The Army has removed the head of the Madigan Army Medical Center in Washington state during an investigation into whether soldiers had diagnoses of post-traumatic stress disorder reversed to reduce medical costs.
"This is a common practice during ongoing investigations and nothing more," Maj. Gen. Phillip Volpe, who heads the Western Region Medical Command, said Monday about the removal of Col. Dallas Homas.
Homas is a West Point graduate whose career has included deployments to Afghanistan and Iraq, where he served as command surgeon. His military honors include two Bronze Stars, The Seattle Times reported (http://is.gd/U0S3oI).
"I remain optimistic that the truth will come out with these investigations," Homas said. "I don't feel that I or my team have done anything wrong."
Homas was appointed commander at Madigan in March 2011. The center is on Joint Base Lewis-McChord near Tacoma and serves thousands of soldiers who have been to Iraq and Afghanistan.
The focus of the Army Medical Command investigation is a Madigan forensic psychiatric team that has the lead role in screening soldiers being considered for medical retirement due to PTSD, a condition that results from experiencing or seeing a traumatic event, such as a battlefield casualty.
Symptoms can include recurrent nightmares, flashbacks, irritability and feeling distant from other people. Soldiers diagnosed with PTSD gain at least a 50 percent rating of disability, and qualify for pensions, family health insurance and other financial benefits.
In 2011, an ombudsman investigated complaints from soldiers who said the forensic psychiatric team had reversed earlier diagnoses of PTSD and tagged some of them as possible malingerers.
The ombudsman also wrote a memo about a lecture in which a member of the forensic psychiatric team talked about the need to be good stewards of taxpayer dollars and not rubber stamp PTSD diagnoses that could result in a soldier earning $1.5 million in benefits over a lifetime.
The memo also drew the attention of lawmakers.
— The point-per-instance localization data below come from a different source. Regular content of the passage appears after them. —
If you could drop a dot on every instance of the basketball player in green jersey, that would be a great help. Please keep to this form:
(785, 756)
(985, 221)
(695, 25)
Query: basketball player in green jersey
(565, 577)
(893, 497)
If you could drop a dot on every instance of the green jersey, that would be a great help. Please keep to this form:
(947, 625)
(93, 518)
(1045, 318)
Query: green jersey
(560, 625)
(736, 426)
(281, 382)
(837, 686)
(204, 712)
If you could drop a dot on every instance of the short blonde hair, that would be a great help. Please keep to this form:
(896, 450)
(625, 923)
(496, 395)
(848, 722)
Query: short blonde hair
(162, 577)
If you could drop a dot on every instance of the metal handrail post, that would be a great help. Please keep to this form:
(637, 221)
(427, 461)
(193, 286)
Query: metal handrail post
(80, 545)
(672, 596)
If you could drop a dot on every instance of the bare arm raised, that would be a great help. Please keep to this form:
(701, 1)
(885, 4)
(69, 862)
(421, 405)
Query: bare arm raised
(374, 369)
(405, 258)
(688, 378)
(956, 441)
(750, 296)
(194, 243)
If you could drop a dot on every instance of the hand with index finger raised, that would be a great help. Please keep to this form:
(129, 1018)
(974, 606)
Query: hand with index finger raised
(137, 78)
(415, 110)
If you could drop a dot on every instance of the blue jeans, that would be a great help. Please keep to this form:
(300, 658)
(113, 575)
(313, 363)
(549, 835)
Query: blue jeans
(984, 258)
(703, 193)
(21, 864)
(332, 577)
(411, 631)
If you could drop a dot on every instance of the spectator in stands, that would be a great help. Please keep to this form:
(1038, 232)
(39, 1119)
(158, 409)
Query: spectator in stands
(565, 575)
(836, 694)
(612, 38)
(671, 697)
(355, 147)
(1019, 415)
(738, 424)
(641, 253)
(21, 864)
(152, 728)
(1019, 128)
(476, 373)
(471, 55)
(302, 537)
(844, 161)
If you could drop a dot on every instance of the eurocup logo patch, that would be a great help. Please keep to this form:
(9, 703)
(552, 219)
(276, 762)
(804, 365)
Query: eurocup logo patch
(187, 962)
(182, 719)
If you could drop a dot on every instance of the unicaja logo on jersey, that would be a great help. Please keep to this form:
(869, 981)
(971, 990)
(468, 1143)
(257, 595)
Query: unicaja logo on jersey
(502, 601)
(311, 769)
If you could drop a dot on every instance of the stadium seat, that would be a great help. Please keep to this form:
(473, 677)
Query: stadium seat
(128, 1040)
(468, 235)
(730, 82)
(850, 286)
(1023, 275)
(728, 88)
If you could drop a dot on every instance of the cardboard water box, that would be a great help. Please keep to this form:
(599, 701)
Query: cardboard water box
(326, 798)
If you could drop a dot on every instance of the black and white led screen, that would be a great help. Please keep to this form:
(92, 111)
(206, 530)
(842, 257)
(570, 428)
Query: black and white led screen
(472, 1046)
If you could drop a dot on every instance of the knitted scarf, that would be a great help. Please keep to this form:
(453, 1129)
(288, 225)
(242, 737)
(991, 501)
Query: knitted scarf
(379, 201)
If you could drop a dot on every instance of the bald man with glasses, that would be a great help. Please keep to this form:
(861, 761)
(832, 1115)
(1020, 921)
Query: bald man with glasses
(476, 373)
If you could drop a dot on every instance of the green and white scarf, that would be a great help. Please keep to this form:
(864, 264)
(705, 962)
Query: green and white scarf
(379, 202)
"This is an investigation that has only just begun," said Sen. Patty Murray, D-Wash., who chairs the Senate Committee on Veterans Affairs.
"The most important thing is that these service members and their families are provided with answers on why cost was a factor in the treatment they sought for the invisible wounds of war, and that the Army takes the right steps to fix it," Murray told The News Tribune, ((http://is.gd/VQpF4z).
The ombudsman investigation resulted in more than a dozen soldiers getting a chance for a second PTSD screening by doctors from Walter Reed National Military Medical Center outside Washington, D.C.
Fourteen of those soldiers will have the results of their Walter Reed reviews detailed in individual meetings at Madigan with Col. Rebecca Porter, chief of behavioral health, Office of the U.S. Army Surgeon General.